EquiBim: Learning Symmetry-Equivariant Policy for Bimanual Manipulation

Robotic imitation learning has achieved impressive success in learning complex manipulation behaviors from demonstrations. However, many existing robot learning methods do not explicitly account for the physical symmetries of robotic systems, often resulting in asymmetric or inconsistent behaviors under symmetric observations. This limitation is particularly pronounced in dual-arm manipulation, where bilateral symmetry is inherent to both the robot morphology and the structure of many tasks. In this paper, we introduce EquiBim, a symmetry-equivariant policy learning framework for bimanual manipulation that enforces bilateral equivariance between observations and actions during training. Our approach formulates physical symmetry as a group action on both observation and action spaces, and imposes an equivariance constraint on policy predictions under symmetric transformations. The framework is model-agnostic and can be seamlessly integrated into a wide range of imitation learning pipelines with diverse observation modalities and action representations, including point cloud-based and image-based policies, as well as both end-effector-space and joint-space parameterizations. We evaluate EquiBim on RoboTwin, a dual-arm robotic platform with symmetric kinematics, and evaluate it across diverse observation and action configurations in simulation. We further validate the approach on a real-world dual-arm system. Across both simulation and physical experiments, our method consistently improves performance and robustness under distribution shifts. These results suggest that explicitly enforcing physical symmetry provides a simple yet effective inductive bias for bimanual robot learning.

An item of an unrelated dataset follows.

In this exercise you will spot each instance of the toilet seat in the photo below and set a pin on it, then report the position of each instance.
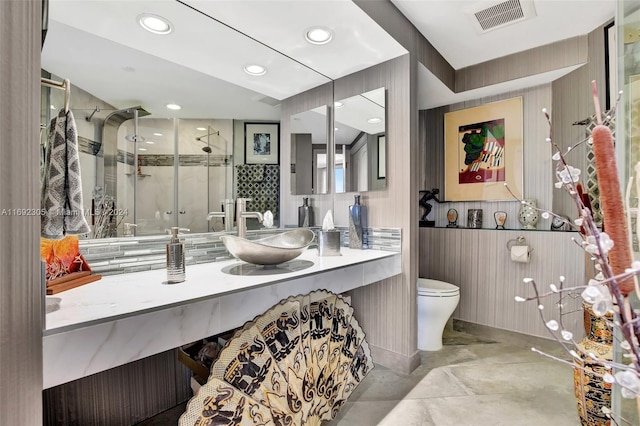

翻译：机器人模仿学习在从演示中学习复杂操作行为方面已取得显著成功。然而，许多现有机器人学习方法未明确考虑机器人系统的物理对称性，这常常导致在对称观测下产生非对称或不一致的行为。这一局限在双臂操作中尤为突出，因为双臂对称性既内在于机器人形态学，也内在于许多任务的结构。本文提出EquiBim，一个用于双手操作的对称等变策略学习框架，该框架在训练期间强制观测与动作之间的双边等变性。我们的方法将物理对称性表述为观测空间和动作空间上的群作用，并对对称变换下的策略预测施加等变约束。该框架与模型无关，可无缝集成到具有多样化观测模态和动作表示的广泛模仿学习流程中，包括基于点云和基于图像的策略，以及末端执行器空间和关节空间参数化。我们在RoboTwin（一个具有对称运动学的双臂机器人平台）上评估EquiBim，并在仿真中针对多种观测与动作配置进行评估。我们进一步在真实世界双臂系统上验证了该方法。在仿真和物理实验中，我们的方法在分布偏移下持续提升了性能与鲁棒性。这些结果表明，显式强制物理对称性为双手机器人学习提供了一种简单而有效的归纳偏置。